Agents need to know what a tool does to the world before calling it. Descriptions should go beyond structured annotations to explain consequences.

Conciseness5/5

Is the description appropriately sized, front-loaded, and free of redundancy?

The description is efficiently structured in two sentences: the first states the tool's purpose and source, and the second explains the return format and its components. Every sentence provides essential information without redundancy, making it front-loaded and easy to parse for an agent.

Shorter descriptions cost fewer tokens and are easier for agents to parse. Every sentence should earn its place.

Completeness5/5

Given the tool's complexity, does the description cover enough for an agent to succeed on first attempt?

Given the tool's simplicity (2 parameters, 100% schema coverage, annotations covering key behavioral hints, and an output schema implied by the return format description), the description is complete. It covers purpose, data source, update frequency, and return structure, which suffices for an agent to understand and invoke the tool effectively without needing additional explanations.

Complex tools with many parameters or behaviors need more documentation. Simple tools need less. This dimension scales expectations accordingly.

Parameters3/5

Does the description clarify parameter syntax, constraints, interactions, or defaults beyond what the schema provides?

With 100% schema description coverage, the input schema already fully documents the two parameters ('query' for search and 'limit' for max results). The description does not add any parameter-specific semantics beyond what the schema provides, such as query syntax examples or limit constraints, so it meets the baseline expectation without extra value.

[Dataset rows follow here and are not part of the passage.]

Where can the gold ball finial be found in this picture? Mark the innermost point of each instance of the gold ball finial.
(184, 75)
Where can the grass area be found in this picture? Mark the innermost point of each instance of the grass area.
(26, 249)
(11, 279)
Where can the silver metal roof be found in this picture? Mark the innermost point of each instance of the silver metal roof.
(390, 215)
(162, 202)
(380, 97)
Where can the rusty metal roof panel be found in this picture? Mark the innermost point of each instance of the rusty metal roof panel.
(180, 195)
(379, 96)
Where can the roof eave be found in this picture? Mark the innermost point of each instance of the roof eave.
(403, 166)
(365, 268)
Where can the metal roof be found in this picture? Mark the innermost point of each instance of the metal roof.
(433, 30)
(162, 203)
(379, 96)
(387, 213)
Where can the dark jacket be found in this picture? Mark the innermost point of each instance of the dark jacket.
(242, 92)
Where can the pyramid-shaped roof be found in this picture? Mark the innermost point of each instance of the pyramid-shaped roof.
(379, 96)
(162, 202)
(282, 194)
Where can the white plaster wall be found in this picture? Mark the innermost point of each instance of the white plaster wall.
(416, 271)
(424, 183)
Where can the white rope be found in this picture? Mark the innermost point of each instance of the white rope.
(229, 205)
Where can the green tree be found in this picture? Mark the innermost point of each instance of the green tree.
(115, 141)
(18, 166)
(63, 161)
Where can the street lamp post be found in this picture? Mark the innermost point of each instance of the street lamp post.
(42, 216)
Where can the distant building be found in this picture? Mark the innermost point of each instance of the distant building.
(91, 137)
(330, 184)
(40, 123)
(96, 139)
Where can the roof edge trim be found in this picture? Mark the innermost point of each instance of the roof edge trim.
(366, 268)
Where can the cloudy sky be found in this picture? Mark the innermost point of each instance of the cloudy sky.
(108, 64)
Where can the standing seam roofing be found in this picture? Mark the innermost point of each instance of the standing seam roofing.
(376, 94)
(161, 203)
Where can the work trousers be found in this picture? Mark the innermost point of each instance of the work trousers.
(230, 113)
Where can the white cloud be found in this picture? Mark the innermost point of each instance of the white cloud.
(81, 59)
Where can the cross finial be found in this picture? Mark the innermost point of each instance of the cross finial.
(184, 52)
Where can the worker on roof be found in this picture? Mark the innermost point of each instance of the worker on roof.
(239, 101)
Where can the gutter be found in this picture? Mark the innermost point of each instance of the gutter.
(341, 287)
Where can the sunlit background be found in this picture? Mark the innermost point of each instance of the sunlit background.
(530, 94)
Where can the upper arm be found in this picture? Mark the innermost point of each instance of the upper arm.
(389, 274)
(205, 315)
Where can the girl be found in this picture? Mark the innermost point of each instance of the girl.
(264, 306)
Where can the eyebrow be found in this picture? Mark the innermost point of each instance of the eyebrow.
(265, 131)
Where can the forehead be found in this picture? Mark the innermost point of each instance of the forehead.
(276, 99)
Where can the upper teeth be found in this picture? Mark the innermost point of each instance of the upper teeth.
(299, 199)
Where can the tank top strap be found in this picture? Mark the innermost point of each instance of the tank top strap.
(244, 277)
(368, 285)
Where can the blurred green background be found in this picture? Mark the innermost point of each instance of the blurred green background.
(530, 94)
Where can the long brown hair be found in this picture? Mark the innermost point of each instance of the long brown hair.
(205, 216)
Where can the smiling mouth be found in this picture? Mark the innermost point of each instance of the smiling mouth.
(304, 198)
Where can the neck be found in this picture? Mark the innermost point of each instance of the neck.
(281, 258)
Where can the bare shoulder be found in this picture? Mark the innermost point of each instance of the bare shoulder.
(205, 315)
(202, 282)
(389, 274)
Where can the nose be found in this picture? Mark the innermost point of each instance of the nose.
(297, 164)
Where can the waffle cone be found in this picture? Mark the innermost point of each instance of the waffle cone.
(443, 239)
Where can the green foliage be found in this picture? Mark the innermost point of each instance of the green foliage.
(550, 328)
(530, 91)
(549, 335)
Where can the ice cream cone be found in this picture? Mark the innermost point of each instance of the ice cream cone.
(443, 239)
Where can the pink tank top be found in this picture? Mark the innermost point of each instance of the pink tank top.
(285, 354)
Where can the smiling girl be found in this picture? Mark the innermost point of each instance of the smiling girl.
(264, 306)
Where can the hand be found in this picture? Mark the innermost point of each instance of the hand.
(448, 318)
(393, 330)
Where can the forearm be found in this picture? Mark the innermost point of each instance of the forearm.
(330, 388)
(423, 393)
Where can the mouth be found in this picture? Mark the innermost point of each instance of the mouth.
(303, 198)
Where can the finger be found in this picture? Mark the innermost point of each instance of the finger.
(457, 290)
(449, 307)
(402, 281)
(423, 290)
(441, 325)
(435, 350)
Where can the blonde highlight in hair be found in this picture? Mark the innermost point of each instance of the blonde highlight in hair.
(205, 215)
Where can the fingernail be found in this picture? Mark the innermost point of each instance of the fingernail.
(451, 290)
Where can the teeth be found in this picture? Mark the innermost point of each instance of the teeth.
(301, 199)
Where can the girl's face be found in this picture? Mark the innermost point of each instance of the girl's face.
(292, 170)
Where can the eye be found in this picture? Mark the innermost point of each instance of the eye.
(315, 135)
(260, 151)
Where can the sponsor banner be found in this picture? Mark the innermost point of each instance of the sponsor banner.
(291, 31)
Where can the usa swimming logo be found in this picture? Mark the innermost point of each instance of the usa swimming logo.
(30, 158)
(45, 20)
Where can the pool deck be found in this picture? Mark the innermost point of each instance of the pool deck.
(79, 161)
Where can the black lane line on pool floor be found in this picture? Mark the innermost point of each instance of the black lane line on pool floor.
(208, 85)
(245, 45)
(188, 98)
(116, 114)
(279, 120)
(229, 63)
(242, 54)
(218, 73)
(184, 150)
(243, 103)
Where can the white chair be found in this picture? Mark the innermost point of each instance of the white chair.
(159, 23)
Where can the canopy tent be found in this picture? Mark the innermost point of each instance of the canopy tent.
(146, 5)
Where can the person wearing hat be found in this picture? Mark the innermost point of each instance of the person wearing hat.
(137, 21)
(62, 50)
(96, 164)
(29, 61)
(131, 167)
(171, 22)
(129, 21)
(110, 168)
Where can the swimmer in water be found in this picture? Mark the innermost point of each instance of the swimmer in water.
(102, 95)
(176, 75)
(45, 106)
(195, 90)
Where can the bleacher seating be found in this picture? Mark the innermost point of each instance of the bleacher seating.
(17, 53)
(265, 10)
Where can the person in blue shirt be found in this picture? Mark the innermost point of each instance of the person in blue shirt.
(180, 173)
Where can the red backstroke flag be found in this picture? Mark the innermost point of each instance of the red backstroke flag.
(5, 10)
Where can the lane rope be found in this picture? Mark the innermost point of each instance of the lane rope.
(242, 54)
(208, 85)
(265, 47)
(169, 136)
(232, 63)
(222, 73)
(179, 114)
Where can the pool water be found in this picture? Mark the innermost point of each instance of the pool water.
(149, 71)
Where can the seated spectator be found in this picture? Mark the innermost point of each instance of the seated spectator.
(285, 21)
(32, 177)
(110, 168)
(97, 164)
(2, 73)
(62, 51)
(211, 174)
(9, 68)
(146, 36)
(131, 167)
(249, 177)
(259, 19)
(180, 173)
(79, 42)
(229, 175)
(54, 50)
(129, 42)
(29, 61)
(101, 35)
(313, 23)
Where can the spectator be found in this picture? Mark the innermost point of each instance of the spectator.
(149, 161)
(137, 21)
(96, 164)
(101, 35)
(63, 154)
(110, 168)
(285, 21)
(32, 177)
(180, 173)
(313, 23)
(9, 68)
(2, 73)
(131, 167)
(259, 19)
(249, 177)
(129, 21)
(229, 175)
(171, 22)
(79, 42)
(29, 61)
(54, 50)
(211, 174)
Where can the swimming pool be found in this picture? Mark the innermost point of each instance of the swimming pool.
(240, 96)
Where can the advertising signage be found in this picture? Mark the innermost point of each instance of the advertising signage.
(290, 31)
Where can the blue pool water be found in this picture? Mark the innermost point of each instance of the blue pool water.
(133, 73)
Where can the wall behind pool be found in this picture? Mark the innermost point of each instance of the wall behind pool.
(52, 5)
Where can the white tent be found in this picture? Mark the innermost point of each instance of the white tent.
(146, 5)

Input schemas describe structure but not intent. Descriptions should explain non-obvious parameter relationships and valid value ranges.

Purpose5/5

Does the description clearly state what the tool does and how it differs from similar tools?

The description explicitly states the tool's purpose as 'Search US National Parks using the National Park Service API', which includes a specific verb ('Search'), resource ('US National Parks'), and data source ('National Park Service API'). It clearly distinguishes itself from sibling tools like 'geo__census-geocoder' or 'geo__nominatim' by focusing exclusively on national parks data rather than general geocoding or mapping services.

Agents choose between tools based on descriptions. A clear purpose with a specific verb and resource helps agents select the right tool.

Usage Guidelines3/5

Does the description explain when to use this tool, when not to, or what alternatives exist?

The description implies usage context by mentioning the data source ('National Park Service API') and update frequency ('updates daily'), but does not explicitly state when to use this tool versus alternatives. It lacks guidance on prerequisites, limitations, or comparisons with other geography-related tools in the sibling list, leaving the agent to infer appropriate usage scenarios.

Agents often have multiple tools that could apply. Explicit usage guidance like "use X instead of Y when Z" prevents misuse.